The overall prevalence of type 2 diabetes for youth ages 10 to 19 years increased by an estimated 30.5 percent between 2001 and 2009 (among a population of 1.7 million and 1.8 million youth, respectively). Increases occurred in white, Hispanic, and black youth, whereas no changes were found in Asian Pacific Islander and American Indian youth. A significant increase was seen in both sexes and all age-groups.
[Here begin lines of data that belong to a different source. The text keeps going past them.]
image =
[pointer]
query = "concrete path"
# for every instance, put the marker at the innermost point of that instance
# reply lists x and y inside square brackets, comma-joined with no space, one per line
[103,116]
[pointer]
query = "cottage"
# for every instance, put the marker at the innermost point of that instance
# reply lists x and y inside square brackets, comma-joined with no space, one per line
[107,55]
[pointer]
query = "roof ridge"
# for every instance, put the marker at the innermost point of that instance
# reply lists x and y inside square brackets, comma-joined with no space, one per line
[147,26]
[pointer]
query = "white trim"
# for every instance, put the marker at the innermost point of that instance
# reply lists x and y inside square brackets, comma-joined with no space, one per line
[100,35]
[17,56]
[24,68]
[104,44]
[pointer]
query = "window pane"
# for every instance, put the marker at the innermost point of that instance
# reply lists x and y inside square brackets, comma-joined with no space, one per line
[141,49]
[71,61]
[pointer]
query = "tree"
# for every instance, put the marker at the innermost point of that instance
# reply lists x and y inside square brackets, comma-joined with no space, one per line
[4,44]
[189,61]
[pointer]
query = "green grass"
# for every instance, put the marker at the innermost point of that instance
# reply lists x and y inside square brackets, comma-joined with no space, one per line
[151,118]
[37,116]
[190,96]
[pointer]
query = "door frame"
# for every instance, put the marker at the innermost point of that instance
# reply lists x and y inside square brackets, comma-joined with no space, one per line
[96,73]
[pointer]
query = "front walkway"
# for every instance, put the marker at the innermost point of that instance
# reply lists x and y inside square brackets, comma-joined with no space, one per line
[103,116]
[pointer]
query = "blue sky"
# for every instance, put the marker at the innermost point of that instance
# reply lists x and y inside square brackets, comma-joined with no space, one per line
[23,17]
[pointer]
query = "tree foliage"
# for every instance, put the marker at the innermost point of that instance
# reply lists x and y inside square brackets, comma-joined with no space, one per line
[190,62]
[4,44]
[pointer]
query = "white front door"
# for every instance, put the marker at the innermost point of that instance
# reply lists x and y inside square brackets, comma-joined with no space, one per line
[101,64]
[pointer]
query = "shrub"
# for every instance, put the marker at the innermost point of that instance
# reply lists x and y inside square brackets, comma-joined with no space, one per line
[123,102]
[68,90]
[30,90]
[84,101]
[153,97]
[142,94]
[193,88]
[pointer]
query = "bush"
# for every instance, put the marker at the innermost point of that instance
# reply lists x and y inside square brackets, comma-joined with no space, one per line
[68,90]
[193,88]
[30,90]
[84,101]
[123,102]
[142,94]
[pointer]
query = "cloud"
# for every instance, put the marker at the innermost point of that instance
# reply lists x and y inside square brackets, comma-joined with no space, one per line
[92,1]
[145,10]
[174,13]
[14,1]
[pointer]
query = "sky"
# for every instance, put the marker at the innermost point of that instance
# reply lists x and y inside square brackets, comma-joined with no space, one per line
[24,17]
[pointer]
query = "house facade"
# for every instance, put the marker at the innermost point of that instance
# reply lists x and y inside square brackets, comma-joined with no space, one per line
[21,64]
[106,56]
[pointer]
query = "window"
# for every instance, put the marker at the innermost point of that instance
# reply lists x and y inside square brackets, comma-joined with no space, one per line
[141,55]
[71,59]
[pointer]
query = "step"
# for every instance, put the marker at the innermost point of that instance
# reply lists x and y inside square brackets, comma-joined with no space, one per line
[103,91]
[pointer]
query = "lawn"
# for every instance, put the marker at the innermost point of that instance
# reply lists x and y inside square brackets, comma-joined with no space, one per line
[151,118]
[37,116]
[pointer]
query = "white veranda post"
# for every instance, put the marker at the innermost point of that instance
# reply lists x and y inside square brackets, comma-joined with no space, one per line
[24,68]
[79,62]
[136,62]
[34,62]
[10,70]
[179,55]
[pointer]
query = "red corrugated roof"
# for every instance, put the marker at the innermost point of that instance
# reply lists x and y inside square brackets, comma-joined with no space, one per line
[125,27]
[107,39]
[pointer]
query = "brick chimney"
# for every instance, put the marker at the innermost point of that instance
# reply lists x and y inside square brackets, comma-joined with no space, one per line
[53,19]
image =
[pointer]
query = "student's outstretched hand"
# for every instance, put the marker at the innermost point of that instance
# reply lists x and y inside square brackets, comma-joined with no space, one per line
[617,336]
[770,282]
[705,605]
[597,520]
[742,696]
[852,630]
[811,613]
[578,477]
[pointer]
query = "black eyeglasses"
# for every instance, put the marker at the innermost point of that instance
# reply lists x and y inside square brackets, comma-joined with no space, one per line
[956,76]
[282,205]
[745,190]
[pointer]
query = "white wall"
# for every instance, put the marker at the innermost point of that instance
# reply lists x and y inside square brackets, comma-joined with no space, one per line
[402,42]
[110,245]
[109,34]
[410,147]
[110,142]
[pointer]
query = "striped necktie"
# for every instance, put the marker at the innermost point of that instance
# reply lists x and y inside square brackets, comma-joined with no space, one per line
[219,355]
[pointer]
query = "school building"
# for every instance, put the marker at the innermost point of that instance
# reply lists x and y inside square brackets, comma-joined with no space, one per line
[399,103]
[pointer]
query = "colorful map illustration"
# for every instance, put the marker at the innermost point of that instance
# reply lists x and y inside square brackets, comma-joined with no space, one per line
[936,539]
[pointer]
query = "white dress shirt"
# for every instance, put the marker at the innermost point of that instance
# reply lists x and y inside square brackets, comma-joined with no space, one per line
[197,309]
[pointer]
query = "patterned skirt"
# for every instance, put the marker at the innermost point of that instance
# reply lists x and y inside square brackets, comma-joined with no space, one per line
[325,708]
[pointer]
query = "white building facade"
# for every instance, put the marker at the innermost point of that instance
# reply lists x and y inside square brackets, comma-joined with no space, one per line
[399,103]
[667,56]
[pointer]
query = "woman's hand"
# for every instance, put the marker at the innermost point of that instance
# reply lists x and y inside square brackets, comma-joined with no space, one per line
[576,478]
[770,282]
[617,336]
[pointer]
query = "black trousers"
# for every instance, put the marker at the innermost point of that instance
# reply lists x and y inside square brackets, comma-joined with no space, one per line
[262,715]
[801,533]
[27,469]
"The increases in prevalence reported herein are important because such youth with diabetes will enter adulthood with several years of disease duration, difficulty in treatment, an increased risk of early complications, and increased frequency of diabetes during reproductive years, which may further increase diabetes in the next generation," the researchers write. "Further studies are required to determine the causes of these increases."